Shervin Pishevar, Managing Director, Menlo Ventures, Menlo Park, CA
Mr. Shervin Pishevar is Managing Director at Menlo Ventures, a venture capital fund with over $4 billion under management. Mr. Pishevar is a visionary technology entrepreneur, angel investor, published researcher, start-up advisor and incubation expert, and start-up visa activist. Mr. Pishevar has raised over $50 million in venture funding for his start-up ventures and invested in over 40 start-up companies. Mr. Pishevar is the founder and Executive Chairman of SGN, one of the leading social and mobile gaming companies and was founding President and Chief Operating Officer of Webs.com. SGN was acquired by Mindjolt (now renamed SGN), a leading social gaming company on Facebook and the web. Webs.com was just sold to Vistaprint for $117.5 million in cash.
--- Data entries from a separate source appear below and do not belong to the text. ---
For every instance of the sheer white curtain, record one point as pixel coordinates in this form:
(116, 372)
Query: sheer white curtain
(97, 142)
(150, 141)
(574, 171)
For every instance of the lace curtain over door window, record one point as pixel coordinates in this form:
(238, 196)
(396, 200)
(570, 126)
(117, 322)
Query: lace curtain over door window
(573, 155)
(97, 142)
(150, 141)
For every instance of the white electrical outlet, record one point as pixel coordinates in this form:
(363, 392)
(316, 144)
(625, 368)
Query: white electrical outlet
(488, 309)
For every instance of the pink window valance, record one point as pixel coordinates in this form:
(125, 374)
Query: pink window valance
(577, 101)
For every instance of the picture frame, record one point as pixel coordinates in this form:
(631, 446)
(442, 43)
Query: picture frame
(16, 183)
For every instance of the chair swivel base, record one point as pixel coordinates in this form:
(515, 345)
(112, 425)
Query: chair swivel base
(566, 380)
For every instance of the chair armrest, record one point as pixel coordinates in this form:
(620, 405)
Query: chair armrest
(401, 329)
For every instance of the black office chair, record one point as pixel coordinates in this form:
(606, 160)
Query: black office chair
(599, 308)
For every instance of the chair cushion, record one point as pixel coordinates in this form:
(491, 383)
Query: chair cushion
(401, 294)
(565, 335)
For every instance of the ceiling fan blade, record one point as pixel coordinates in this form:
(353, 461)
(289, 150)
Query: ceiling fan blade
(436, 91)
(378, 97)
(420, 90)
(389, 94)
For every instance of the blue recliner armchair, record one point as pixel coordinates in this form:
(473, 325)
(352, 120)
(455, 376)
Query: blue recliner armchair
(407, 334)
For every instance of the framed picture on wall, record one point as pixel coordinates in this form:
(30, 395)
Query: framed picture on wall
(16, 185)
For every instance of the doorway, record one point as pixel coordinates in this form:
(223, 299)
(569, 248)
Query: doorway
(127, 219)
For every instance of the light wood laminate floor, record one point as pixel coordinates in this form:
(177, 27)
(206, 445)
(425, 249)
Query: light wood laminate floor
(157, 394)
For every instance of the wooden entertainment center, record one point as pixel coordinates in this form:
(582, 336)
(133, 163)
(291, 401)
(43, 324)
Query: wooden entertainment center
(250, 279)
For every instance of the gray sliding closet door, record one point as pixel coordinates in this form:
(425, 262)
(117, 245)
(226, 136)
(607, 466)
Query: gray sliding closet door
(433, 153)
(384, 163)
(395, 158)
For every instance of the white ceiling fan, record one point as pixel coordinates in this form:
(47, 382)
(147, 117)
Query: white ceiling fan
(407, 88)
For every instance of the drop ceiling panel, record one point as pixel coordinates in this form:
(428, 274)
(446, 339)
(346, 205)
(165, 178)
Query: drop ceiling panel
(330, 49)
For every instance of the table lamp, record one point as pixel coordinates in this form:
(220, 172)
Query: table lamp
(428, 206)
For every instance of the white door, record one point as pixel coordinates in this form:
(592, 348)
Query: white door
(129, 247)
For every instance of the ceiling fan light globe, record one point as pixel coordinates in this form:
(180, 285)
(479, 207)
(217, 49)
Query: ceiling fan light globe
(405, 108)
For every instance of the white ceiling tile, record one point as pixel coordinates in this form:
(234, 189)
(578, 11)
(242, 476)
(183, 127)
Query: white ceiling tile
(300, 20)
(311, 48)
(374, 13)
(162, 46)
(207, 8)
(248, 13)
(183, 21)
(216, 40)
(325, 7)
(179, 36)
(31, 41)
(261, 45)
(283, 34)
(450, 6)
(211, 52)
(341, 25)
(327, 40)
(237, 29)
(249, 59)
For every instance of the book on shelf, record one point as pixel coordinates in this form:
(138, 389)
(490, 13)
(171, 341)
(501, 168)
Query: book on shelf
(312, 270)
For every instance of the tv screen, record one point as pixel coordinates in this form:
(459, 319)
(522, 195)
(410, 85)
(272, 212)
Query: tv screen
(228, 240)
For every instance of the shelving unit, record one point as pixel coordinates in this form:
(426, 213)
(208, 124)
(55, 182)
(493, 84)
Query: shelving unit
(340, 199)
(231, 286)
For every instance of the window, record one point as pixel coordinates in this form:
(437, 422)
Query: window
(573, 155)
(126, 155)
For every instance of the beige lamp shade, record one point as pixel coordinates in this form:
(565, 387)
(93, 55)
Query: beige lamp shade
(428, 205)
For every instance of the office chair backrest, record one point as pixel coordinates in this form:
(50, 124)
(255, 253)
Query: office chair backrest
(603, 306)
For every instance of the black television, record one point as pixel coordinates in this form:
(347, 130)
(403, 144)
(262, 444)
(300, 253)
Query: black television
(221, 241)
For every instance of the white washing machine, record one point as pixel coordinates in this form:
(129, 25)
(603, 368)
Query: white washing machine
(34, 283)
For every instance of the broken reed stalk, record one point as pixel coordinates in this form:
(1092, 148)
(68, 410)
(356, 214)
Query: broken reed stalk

The Pishevar family is originally from Iran and was poor. Mr. Pishevar speaks of his father as having great ambition who brought his family with him to the United States to pursue a graduate degree. After his father received a Master’s degree, the family returned to Iran in 1978, before the Iranian Revolution began, where he was promoted to the head of Radio and Television for large part of the country. He was in a position to broadcast to foreigners on how to leave the country. Mr. Pishevar says it was a heroic thing for his father to do, but as a result his father was included on the execution list. His father escaped and the Iran-Iraq war began. Mr. Pishevar was reunited with his father in the United States over a year later but not before seeing the Saddam Hussein's bombs fall in Tehran. His father took a job as a taxi driver and his mother cleaned hotel rooms and the Pishevar family started over in the United States. For the sacrifices made by his parents, Mr. Pishevar wanted to make his parents proud and was diligent with his studies. His brother became a lawyer and his sister earned her Ph.D. in clinical psychology and is a professor and he went to the University of California at Berkeley. At Berkeley he published in the Journal of the American Medical Association at 20 years old and Berkeley filed a patent on his independent research on malaria. Mr. Pishevar initially planned to go to medical school, but followed another dream to become an entrepreneur and bring his ideas to life.
Mr. Pishevar became a naturalized citizen in 1987.